Solar-Driven Photoreactor for Water Remediation Based on n‑Type TiO₂ and p‑Type Ag/AgBiW₂O₈/Bi₂WO₆ Light-Responsive Air-Fed Gas Diffusion Electrodes

Photocathodes with multiphasic Ag/AgBiW₂O₈/Bi₂WO₆ (Ag/ABW/BW) particles, obtained by hydrothermal synthesis, were evaluated for light-assisted oxygen reduction reaction (ORR). Under irradiation, electrodes of Ag/ABW/BW deposited on FTO exhibited ORR cathodic photocurrent enhancement and impedance decreasing (p-type semiconducting behavior).

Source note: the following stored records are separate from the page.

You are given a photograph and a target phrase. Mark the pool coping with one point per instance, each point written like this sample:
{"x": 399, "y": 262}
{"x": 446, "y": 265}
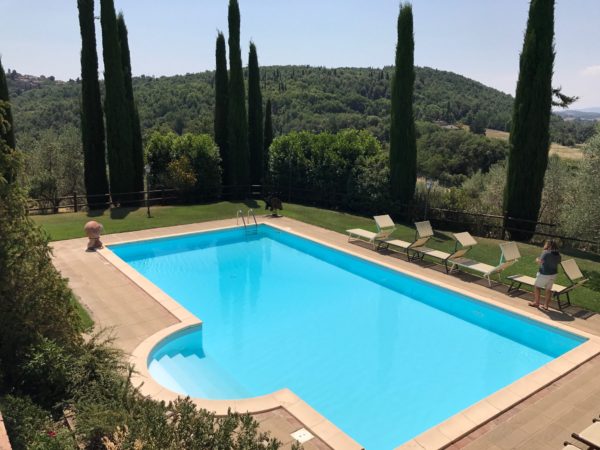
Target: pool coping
{"x": 442, "y": 435}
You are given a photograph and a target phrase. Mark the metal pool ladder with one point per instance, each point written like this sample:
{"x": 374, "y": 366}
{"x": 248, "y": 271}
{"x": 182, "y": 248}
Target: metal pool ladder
{"x": 246, "y": 221}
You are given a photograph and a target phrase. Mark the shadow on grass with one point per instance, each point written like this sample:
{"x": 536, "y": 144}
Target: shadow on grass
{"x": 251, "y": 203}
{"x": 96, "y": 212}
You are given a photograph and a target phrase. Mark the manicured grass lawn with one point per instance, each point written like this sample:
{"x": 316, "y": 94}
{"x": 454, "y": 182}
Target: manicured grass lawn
{"x": 70, "y": 225}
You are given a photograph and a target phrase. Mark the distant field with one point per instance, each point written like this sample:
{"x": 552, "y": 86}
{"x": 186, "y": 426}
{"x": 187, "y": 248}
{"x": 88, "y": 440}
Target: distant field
{"x": 555, "y": 149}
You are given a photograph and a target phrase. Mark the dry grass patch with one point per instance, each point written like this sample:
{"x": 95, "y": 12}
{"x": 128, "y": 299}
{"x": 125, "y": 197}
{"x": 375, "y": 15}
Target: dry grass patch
{"x": 555, "y": 149}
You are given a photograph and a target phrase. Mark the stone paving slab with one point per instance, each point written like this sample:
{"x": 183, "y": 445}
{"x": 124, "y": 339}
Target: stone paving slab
{"x": 114, "y": 301}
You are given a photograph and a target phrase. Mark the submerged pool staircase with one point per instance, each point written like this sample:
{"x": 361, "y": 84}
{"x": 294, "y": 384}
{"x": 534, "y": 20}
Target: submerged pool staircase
{"x": 246, "y": 221}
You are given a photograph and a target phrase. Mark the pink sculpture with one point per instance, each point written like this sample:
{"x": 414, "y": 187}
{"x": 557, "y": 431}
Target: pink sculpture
{"x": 93, "y": 230}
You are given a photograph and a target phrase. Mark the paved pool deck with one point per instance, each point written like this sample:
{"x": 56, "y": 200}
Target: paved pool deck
{"x": 543, "y": 420}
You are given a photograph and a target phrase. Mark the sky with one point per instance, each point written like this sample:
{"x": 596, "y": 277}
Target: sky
{"x": 480, "y": 39}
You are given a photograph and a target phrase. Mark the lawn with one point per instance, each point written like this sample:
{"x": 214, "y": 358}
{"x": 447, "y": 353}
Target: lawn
{"x": 70, "y": 225}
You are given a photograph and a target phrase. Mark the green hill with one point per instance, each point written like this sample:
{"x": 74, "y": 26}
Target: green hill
{"x": 304, "y": 98}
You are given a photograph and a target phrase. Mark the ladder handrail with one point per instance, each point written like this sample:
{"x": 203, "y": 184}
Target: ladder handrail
{"x": 240, "y": 214}
{"x": 251, "y": 211}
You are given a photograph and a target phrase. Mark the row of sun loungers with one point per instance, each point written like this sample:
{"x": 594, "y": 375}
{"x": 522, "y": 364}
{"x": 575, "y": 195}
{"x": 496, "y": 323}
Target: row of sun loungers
{"x": 464, "y": 242}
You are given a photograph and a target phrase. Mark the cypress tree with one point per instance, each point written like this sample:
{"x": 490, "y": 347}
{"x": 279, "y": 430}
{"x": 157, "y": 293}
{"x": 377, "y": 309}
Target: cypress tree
{"x": 118, "y": 117}
{"x": 7, "y": 135}
{"x": 137, "y": 150}
{"x": 255, "y": 118}
{"x": 237, "y": 117}
{"x": 268, "y": 137}
{"x": 6, "y": 129}
{"x": 530, "y": 136}
{"x": 221, "y": 107}
{"x": 92, "y": 122}
{"x": 403, "y": 144}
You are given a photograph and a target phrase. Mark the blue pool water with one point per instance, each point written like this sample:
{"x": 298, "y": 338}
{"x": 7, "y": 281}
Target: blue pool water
{"x": 381, "y": 355}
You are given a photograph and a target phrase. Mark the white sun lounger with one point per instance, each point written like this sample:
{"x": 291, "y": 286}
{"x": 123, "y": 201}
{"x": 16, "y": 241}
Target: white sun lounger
{"x": 424, "y": 229}
{"x": 422, "y": 235}
{"x": 572, "y": 272}
{"x": 509, "y": 255}
{"x": 385, "y": 227}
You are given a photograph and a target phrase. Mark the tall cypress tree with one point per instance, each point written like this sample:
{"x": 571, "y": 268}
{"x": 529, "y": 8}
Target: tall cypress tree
{"x": 7, "y": 134}
{"x": 221, "y": 107}
{"x": 137, "y": 149}
{"x": 255, "y": 118}
{"x": 118, "y": 117}
{"x": 268, "y": 137}
{"x": 403, "y": 144}
{"x": 238, "y": 121}
{"x": 92, "y": 122}
{"x": 530, "y": 137}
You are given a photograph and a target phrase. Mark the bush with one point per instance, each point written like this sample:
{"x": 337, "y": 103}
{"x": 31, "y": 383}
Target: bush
{"x": 321, "y": 166}
{"x": 31, "y": 428}
{"x": 190, "y": 162}
{"x": 453, "y": 156}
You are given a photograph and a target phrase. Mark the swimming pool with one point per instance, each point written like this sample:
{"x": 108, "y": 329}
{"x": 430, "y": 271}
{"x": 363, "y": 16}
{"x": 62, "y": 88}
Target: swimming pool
{"x": 380, "y": 354}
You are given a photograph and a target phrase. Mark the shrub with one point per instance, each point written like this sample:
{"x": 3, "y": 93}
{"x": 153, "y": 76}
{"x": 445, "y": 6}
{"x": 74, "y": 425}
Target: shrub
{"x": 190, "y": 162}
{"x": 323, "y": 165}
{"x": 31, "y": 428}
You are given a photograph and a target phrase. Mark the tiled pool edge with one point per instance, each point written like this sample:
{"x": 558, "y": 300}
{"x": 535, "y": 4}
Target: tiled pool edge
{"x": 440, "y": 436}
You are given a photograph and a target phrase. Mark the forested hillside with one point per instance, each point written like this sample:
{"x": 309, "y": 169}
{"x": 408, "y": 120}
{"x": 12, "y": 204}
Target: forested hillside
{"x": 304, "y": 98}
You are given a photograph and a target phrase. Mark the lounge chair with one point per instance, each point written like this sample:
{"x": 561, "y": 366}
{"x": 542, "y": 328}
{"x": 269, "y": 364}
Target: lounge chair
{"x": 424, "y": 229}
{"x": 590, "y": 436}
{"x": 422, "y": 235}
{"x": 572, "y": 272}
{"x": 385, "y": 227}
{"x": 509, "y": 255}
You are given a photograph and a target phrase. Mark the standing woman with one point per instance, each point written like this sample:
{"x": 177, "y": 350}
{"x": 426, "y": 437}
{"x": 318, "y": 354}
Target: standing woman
{"x": 548, "y": 261}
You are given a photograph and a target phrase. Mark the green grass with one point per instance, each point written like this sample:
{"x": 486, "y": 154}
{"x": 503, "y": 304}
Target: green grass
{"x": 70, "y": 225}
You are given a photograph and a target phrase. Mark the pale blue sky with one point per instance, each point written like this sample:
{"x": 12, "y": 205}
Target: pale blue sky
{"x": 480, "y": 39}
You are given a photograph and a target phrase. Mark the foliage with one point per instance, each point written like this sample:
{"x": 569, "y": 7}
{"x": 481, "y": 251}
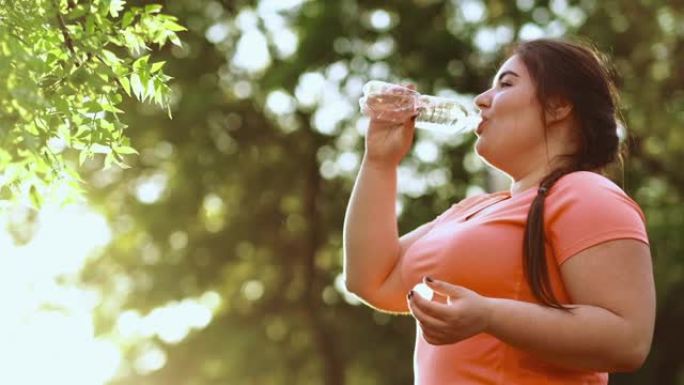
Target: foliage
{"x": 65, "y": 67}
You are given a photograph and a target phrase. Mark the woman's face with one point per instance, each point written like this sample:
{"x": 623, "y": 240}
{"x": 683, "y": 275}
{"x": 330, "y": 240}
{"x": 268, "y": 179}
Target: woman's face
{"x": 511, "y": 134}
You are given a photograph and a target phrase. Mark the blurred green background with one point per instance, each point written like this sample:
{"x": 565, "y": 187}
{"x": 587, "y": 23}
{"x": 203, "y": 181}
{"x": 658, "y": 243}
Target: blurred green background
{"x": 216, "y": 258}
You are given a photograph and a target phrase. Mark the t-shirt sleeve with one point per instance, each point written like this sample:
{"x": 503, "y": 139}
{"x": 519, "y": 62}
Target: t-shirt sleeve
{"x": 588, "y": 209}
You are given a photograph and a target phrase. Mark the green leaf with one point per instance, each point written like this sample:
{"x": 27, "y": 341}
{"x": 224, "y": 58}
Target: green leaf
{"x": 116, "y": 6}
{"x": 157, "y": 66}
{"x": 153, "y": 8}
{"x": 137, "y": 86}
{"x": 127, "y": 19}
{"x": 125, "y": 83}
{"x": 126, "y": 150}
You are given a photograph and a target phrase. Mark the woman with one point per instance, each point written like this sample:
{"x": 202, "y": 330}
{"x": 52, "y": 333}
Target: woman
{"x": 548, "y": 283}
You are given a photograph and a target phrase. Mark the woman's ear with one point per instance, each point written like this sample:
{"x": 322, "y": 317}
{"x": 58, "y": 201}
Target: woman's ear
{"x": 557, "y": 110}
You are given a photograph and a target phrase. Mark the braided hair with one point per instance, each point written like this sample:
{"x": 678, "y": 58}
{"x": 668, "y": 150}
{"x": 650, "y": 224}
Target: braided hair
{"x": 576, "y": 73}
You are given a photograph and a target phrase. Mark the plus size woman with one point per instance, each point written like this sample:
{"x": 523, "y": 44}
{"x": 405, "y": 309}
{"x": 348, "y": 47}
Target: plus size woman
{"x": 548, "y": 282}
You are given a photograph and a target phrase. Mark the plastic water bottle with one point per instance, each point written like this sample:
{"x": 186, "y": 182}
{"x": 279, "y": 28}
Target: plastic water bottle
{"x": 394, "y": 103}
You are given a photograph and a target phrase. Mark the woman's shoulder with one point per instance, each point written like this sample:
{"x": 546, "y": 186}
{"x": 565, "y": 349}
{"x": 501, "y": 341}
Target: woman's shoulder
{"x": 585, "y": 183}
{"x": 589, "y": 192}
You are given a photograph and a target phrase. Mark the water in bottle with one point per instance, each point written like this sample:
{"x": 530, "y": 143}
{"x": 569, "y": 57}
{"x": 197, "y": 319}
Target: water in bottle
{"x": 394, "y": 103}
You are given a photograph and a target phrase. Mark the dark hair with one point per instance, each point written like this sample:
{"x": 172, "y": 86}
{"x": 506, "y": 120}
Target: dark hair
{"x": 576, "y": 73}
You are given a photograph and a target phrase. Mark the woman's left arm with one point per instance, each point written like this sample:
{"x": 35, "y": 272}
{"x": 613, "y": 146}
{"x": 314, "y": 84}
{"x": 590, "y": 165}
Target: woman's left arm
{"x": 610, "y": 327}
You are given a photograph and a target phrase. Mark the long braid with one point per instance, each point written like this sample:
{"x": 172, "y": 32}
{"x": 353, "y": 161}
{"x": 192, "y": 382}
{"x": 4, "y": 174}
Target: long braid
{"x": 534, "y": 260}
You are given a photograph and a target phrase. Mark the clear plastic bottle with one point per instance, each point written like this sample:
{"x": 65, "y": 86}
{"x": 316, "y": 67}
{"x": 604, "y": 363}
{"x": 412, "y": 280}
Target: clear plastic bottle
{"x": 394, "y": 103}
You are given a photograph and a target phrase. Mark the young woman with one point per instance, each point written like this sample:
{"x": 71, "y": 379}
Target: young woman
{"x": 548, "y": 283}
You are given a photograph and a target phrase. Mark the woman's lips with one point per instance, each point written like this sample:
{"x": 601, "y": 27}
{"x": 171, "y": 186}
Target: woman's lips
{"x": 480, "y": 127}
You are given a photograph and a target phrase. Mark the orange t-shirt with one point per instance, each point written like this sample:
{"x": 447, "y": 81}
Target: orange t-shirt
{"x": 484, "y": 254}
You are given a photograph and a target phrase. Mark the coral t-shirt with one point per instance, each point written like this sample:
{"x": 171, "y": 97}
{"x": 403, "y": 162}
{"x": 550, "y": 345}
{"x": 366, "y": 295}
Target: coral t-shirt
{"x": 478, "y": 243}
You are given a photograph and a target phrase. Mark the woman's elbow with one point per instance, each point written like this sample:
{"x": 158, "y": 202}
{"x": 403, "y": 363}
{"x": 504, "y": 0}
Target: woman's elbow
{"x": 632, "y": 359}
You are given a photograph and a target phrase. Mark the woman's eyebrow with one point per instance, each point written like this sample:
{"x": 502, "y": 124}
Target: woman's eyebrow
{"x": 507, "y": 72}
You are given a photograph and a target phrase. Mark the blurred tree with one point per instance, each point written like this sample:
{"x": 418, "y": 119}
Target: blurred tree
{"x": 65, "y": 65}
{"x": 239, "y": 201}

The Ag/ABW/BW particles were deposited on graphite sintered with PTFE; under irradiation and flow of compressed air, this gas diffusion electrode (GDE) produced H₂O₂ from ORR. The air-fed GDE|Ag/ABW/BW photocathode was associated with an FTO|TiO₂ photoanode and externally connected with a silicon solar cell. Irradiated by a solar simulator, this photoreactor was used for remediation of amoxicillin (AMX) aqueous solution. After 3 h, 53% of AMX was degraded, while with a bare GDE, the AMX removal was 30%. Smaller values (<15%) were obtained using Pt or a GDE|Ag/ABW/BW under N₂ flow as the cathode, since these configurations preclude the H₂O₂ production from ORR. Thus, association of photoactive electrodes in this innovative solar-driven photoreactor provides a sustainable system for water remediation.